There’s no doubting the accuracy of her medical descriptions (I didn’t find any errors!), but operations etc aren’t the point; she describes feelings of how it is to be involved with procedures, operations and people, and how she reacts to them. Medicine sets a scene, but doesn’t overwhelm. It’s not an autobiography, more a series of vignettes, related only by her passage through the ranks.
I can empathise with a lot of her descriptions; the consultant who asks the same questions during every operation — yes, I plead guilty, though I like to think I caught myself on, and changed the questions — at least when I realised that the chaps had the answers off pat.

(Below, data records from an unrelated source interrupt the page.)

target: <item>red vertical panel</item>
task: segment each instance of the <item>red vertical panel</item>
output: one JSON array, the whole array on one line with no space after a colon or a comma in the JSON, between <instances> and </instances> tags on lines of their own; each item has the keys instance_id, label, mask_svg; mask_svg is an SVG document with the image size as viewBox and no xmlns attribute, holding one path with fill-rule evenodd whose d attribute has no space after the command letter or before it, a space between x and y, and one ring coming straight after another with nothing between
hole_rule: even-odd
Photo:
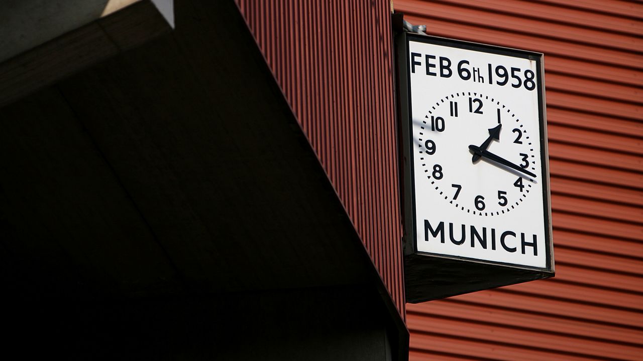
<instances>
[{"instance_id":1,"label":"red vertical panel","mask_svg":"<svg viewBox=\"0 0 643 361\"><path fill-rule=\"evenodd\" d=\"M390 3L237 3L404 316Z\"/></svg>"},{"instance_id":2,"label":"red vertical panel","mask_svg":"<svg viewBox=\"0 0 643 361\"><path fill-rule=\"evenodd\" d=\"M408 304L411 360L643 360L643 5L395 0L438 36L545 53L556 277Z\"/></svg>"}]
</instances>

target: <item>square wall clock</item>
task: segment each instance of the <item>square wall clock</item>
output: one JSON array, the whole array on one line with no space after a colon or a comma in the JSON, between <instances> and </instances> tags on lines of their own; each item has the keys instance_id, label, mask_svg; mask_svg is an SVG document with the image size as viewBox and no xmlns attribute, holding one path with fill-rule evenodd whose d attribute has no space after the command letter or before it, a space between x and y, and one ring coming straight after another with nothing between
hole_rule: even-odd
<instances>
[{"instance_id":1,"label":"square wall clock","mask_svg":"<svg viewBox=\"0 0 643 361\"><path fill-rule=\"evenodd\" d=\"M407 301L552 276L543 54L397 41Z\"/></svg>"}]
</instances>

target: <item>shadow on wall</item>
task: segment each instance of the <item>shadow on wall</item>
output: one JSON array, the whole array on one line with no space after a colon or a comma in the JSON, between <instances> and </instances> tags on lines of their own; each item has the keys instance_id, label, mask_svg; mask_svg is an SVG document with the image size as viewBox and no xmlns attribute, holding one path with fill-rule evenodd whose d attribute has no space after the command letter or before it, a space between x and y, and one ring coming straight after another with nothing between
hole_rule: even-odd
<instances>
[{"instance_id":1,"label":"shadow on wall","mask_svg":"<svg viewBox=\"0 0 643 361\"><path fill-rule=\"evenodd\" d=\"M0 62L139 1L5 0Z\"/></svg>"}]
</instances>

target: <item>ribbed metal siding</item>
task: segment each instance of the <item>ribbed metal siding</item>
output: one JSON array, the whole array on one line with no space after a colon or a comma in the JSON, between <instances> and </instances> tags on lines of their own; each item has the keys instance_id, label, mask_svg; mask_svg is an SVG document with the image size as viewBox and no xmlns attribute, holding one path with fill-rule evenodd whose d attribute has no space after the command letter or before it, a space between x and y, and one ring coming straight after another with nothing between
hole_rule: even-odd
<instances>
[{"instance_id":1,"label":"ribbed metal siding","mask_svg":"<svg viewBox=\"0 0 643 361\"><path fill-rule=\"evenodd\" d=\"M389 2L237 4L403 316Z\"/></svg>"},{"instance_id":2,"label":"ribbed metal siding","mask_svg":"<svg viewBox=\"0 0 643 361\"><path fill-rule=\"evenodd\" d=\"M438 36L545 54L556 277L407 305L411 360L643 360L643 6L395 0Z\"/></svg>"}]
</instances>

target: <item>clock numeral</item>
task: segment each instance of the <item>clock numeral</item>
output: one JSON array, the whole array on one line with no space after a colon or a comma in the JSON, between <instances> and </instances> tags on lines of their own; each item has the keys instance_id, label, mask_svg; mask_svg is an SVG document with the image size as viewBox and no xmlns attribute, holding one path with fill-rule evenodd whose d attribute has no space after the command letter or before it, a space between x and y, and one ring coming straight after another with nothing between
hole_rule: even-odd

I did think that some descriptions of other female surgeons were if not harsh, then critical. Not critical of their abilities, but of their personalities — though this is as much a cultural thing. I have the feeling that English surgeons are much more arrogant than people I’ve known in Ireland, though perhaps we are more sexist. I didn’t recognise some of the bitchy things that both male and female surgeons said to her; then again, perhaps my anima isn’t well enough developed for me to be able to appreciate them.
There’s a wonderful description of ‘JFDI’. We’ve all been there, we know how it feels, and she captures the feeling exactly. What she doesn’t (yet) capture is the feeling that ‘Sir’ or ‘Miss’ waiting outside has, on the one hand having to let the trainee proceed unaided, but on the other the awful wondering if help should be offered, and if so, would it be psychologically damaging. And only getting second-hand descriptions from the nurses about how things are going, and not being sure just who is being reassured.
I have wondered for quite a while if the way we ‘educate’ medical students is as good as it’s supposed to be. Much of it seems more a test of memory, recall of largely irrelevant facts for the examinations — and I’ve also wondered why it was necessary to have to relearn all this for the post-graduate examinations. I used to try to provoke people by describing medical training as being no better than learning brick laying at a FE college. You get to know lots of facts, you get to see lots of people, but what you don’t get is educated in the sense of constructing an argument or of having to write an essay. I’d never heard of the ‘necessary of sufficient’ type of argument during my training, and I’ve never met any other consultant who has. To my mind, university is where you go to be educated (and socialised, and to find yourself — you know exactly what I mean) — it’s not a crammers. Doctors, I feel, have missed out on this in general, yet have the concept that because they know a lot more about how people work this entitles them to pronounce as authority figures. It’s common enough to see this thinking in presentations from people who ought to know better, but don’t seem to. The ability to think is something that wasn’t emphasised when I was a student, and I guess it still isn’t. You could call it the difference between education and training.
If I were to study medicine again, I’d start with an arts degree in something unrelated, and then ‘fast track’. And I’d combine this with a better idea of what speciality I’d choose long before I’d chosen it. More processed in this choice you might say, but I’d respond by saying that I’d be more balanced when I qualified, more mature and more capable of making a reasoned choice.
Back to Ms Weston; she’s taken the advice to write about what she knows, in her case herself and her profession. Hers is a literary work, from someone involved who can still stand back and think.
So, get the finger out and JFDI. Read it.